Also splitting date information into the year, month, the day has been processed for convenience in data wrangling.
2. EDA
3. AARRR
1. Acquisition
Since the dataset only includes signed up users’ information, it is not available to trace the visitors who only accessed and left the service. However, it provides the routes to the service such as affiliate channels, providers, and the first marketing the user interacted with before the signing up info. The first device used data is also provided.
From the marketing channel perspective, a direct connection is a top channel among marketing channels. This trend started in the middle of 2011 and the difference between direct and other channels has been increased constantly every year. And the second most popular channel is SEM-Branded until 2014/08. I can assume that most users already heard about Airbnb before they visit the service.
Let’s look at the type of the first device. The number of desktop users increased rapidly between 2011-2013 while mobile users incremented gradually. On the contrary, first visiting through mobile devices exploded from 2013. If I break down this figure by month, the number of iPhone users overtook desktop users.
A graph drawn by groups into mobile and desktop reveals more dynamical changes from early 2014 and even more visits were connected through mobile devices later.
The increase in mobile application users is expected to help increase the number of mobile users. The graph above displays changes in the 8 widely used web browsers users. Airbnb does not describe the Unknown browser users in their explanation, so I guessed it marks the users flew in the service through mobile applications. It seems reasonable to speculate that the increasing trend of the two graphs is similar.
2. Activation
Since every user has activated their account, it is not meaningful to discuss activation here. Thus I drew the changes the number of created accounts by year and month. Airbnb has grown up every year and it exploded in 2014.
This graph shows that the number of created accounts had increased every year again and the number of new users is the highest in the summer. This could be an effect of summer vacation.
3. Retention
For analyzing users’ retention, I manipulated the session dataset. Originally it only contains (id, action, action_type, action_detail, device_type, secs_elapsed) columns. It traces the user’s activity while staying in the service, but it does not provide timestamps for the actions. So I accumulated elapsed seconds by id, calculated days, and connected it with accounts created day. So the date of the activity can be estimated at an approximate value.

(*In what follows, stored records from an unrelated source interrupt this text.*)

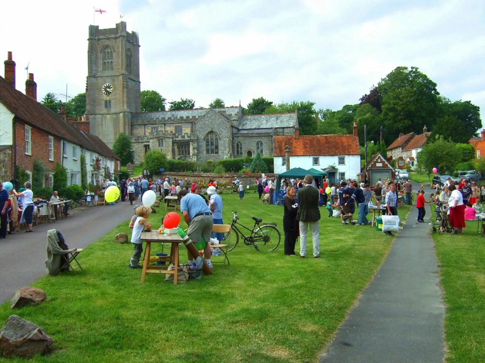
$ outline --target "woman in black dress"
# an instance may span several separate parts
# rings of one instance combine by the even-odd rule
[[[285,231],[285,254],[294,256],[295,244],[298,236],[299,224],[296,220],[296,212],[298,207],[293,207],[295,204],[295,195],[296,192],[293,185],[288,187],[286,197],[283,200],[283,206],[285,214],[283,216],[283,229]]]

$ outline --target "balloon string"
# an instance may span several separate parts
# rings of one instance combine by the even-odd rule
[[[84,227],[82,228],[82,230],[81,231],[81,232],[79,233],[79,234],[78,235],[78,237],[77,237],[75,239],[74,239],[74,241],[73,242],[73,243],[74,243],[74,242],[75,242],[78,240],[78,239],[79,238],[79,237],[81,236],[81,234],[82,234],[82,232],[83,232],[86,230],[86,228],[88,227],[88,226],[91,224],[91,223],[94,220],[94,219],[97,216],[97,215],[99,214],[99,213],[101,212],[101,211],[102,211],[103,209],[104,209],[104,205],[101,207],[101,209],[99,210],[98,212],[96,213],[96,214],[94,216],[94,217],[93,217],[93,219],[91,219],[90,221],[89,221],[89,222],[88,222],[87,224],[84,226]]]

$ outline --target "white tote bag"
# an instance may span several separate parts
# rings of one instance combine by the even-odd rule
[[[399,217],[397,215],[383,215],[382,231],[397,232],[399,230]]]

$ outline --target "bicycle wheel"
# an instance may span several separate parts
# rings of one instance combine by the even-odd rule
[[[232,251],[239,243],[239,234],[232,229],[230,232],[224,233],[224,241],[221,243],[227,245],[227,252]]]
[[[274,226],[261,226],[254,231],[252,238],[255,248],[269,252],[274,251],[279,245],[281,234]]]

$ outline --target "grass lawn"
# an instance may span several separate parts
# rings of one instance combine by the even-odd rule
[[[461,235],[432,233],[446,304],[447,363],[485,362],[485,237],[477,222]]]
[[[433,176],[428,177],[425,173],[418,174],[416,172],[411,172],[409,173],[409,179],[417,183],[430,183],[433,179]]]
[[[84,271],[77,276],[45,275],[33,283],[47,294],[43,303],[14,311],[5,302],[0,321],[16,314],[55,339],[53,353],[32,362],[317,362],[392,238],[370,226],[342,226],[322,208],[321,257],[312,258],[311,241],[306,258],[286,256],[282,206],[260,205],[254,193],[242,202],[237,194],[223,199],[225,221],[236,210],[250,227],[253,216],[277,223],[276,250],[258,252],[240,241],[229,253],[230,266],[216,264],[201,280],[174,286],[164,275],[148,274],[142,284],[141,270],[128,267],[132,245],[113,242],[116,233],[130,233],[127,221],[82,252]],[[156,228],[164,209],[150,216]],[[400,210],[402,220],[409,210]],[[160,249],[152,246],[152,255]],[[186,260],[183,246],[180,256]]]

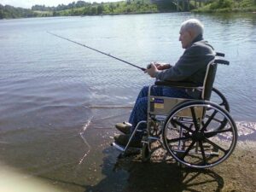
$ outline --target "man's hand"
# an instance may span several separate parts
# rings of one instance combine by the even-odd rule
[[[154,63],[150,64],[150,67],[148,67],[144,73],[148,73],[151,78],[155,78],[155,73],[158,72],[158,69]]]

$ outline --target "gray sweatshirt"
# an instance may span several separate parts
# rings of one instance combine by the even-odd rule
[[[186,81],[198,86],[203,84],[207,64],[215,57],[213,48],[197,37],[172,67],[159,71],[156,79],[163,81]]]

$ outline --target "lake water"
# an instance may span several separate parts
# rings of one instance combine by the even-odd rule
[[[137,68],[47,32],[144,67],[153,61],[178,60],[183,52],[179,26],[189,18],[204,23],[205,39],[230,61],[230,66],[218,66],[214,86],[230,102],[240,139],[255,141],[255,14],[2,20],[1,160],[70,189],[99,183],[102,174],[87,168],[104,158],[96,149],[107,148],[110,164],[116,152],[108,149],[109,142],[97,145],[113,136],[114,123],[127,120],[141,87],[154,80]]]

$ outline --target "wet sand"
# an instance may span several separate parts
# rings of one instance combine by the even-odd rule
[[[23,162],[23,168],[18,168],[23,171],[22,179],[29,182],[37,177],[61,191],[255,191],[255,143],[239,142],[231,156],[222,164],[195,170],[155,156],[148,163],[142,162],[140,154],[118,159],[119,151],[109,146],[114,129],[100,132],[89,129],[88,132],[101,138],[90,145],[90,151],[83,151],[77,158],[74,153],[72,156],[66,154],[69,160],[59,160],[59,164],[49,165],[48,168],[38,161],[37,166],[30,164],[25,167]]]
[[[119,133],[113,125],[130,112],[94,110],[91,119],[76,127],[2,133],[1,162],[25,182],[36,178],[61,191],[255,191],[255,142],[239,142],[228,160],[207,170],[182,167],[155,155],[148,163],[140,154],[118,159],[119,151],[110,146]]]

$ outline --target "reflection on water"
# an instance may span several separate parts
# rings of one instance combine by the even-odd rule
[[[70,190],[98,183],[103,178],[102,151],[115,131],[113,125],[127,120],[140,88],[153,79],[46,32],[144,67],[152,61],[178,59],[183,51],[179,25],[190,17],[203,21],[206,39],[230,61],[218,66],[214,86],[229,101],[240,138],[255,140],[256,15],[2,20],[1,160]],[[109,165],[116,161],[117,152],[111,153]]]

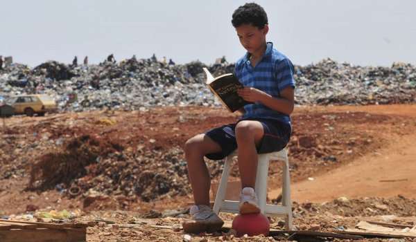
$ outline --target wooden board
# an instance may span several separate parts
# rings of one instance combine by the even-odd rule
[[[84,242],[86,241],[85,228],[0,230],[1,242]]]
[[[12,223],[17,223],[21,225],[26,225],[25,227],[13,227],[13,228],[50,228],[50,229],[64,229],[67,227],[87,227],[92,225],[92,224],[85,223],[49,223],[41,222],[31,221],[19,221],[0,219],[0,225],[8,225]],[[1,228],[0,227],[0,230]]]
[[[416,238],[411,225],[371,221],[360,221],[356,229],[348,229],[344,234],[359,234],[383,238]]]
[[[35,224],[28,224],[11,221],[0,221],[0,225],[9,225],[9,229],[35,229],[37,227],[37,225]]]
[[[345,234],[338,234],[338,232],[325,232],[309,230],[272,230],[269,232],[269,236],[274,236],[281,234],[288,234],[291,235],[299,234],[304,236],[311,236],[315,237],[330,237],[347,239],[363,239],[363,236],[358,235],[351,235]]]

Retention calculated the difference between the day the user created the account and the date he or she last accessed it. According to the graph, Top 20% of users retention day is longer than 27 days, while bottom 20% users had not come back after 2.5 days.
Top 20% | Bottom 20% | ||
---|---|---|---|
count | 27809 | count | 26342 |
mean | 177.942285 | mean | 8.721547 |
std | 160.384814 | std | 7.953145 |
min | 3 | min | 0 |
25% | 80 | 25% | 3 |
50% | 134 | 50% | 6 |
75% | 222 | 75% | 12 |
max | 2715 | max | 134 |
The number of Top 20% of users is 27809, and the bottom 20% is 26342. As can be easily predicted, the difference in teh number of sessions between Top and Bottom is significant. Top 20% of users are tend to click more pages and try more actions.
Top 20% | Bottom 20% | ||
---|---|---|---|
Action | Ratio | Action | Ratio |
show | 0.2336425 | show | 0.1643121 |
index | 0.0993014 | header_userpic | 0.0822204 |
search_results | 0.0848848 | active | 0.0682795 |
personalize | 0.0844791 | index | 0.0612957 |
ajax_refresh_subtotal | 0.0591886 | create | 0.0596574 |
search | 0.047732 | dashboard | 0.0533352 |
similar_listings | 0.0455265 | personalize | 0.0493038 |
update | 0.0406442 | search | 0.0481939 |
social_connections | 0.0336528 | update | 0.037676 |
reviews | 0.0299896 | search_results | 0.0304125 |
The table above shows the 10 most common actions that the top and the bottom 20% of users by retention days have done in the service. The second most top column in Topside, ‘Index’, includes viewing various results such as search results, listing, and wish list. Also, Top 20% of users do a lot of actions that are far from immediate reservations such as personalize, which is updating wish lists and social connections. On the other hand, one-time actions such as update user profile pictures, phone numbers, and creating accounts are the most common actions in Bottom 20% users’ actions list.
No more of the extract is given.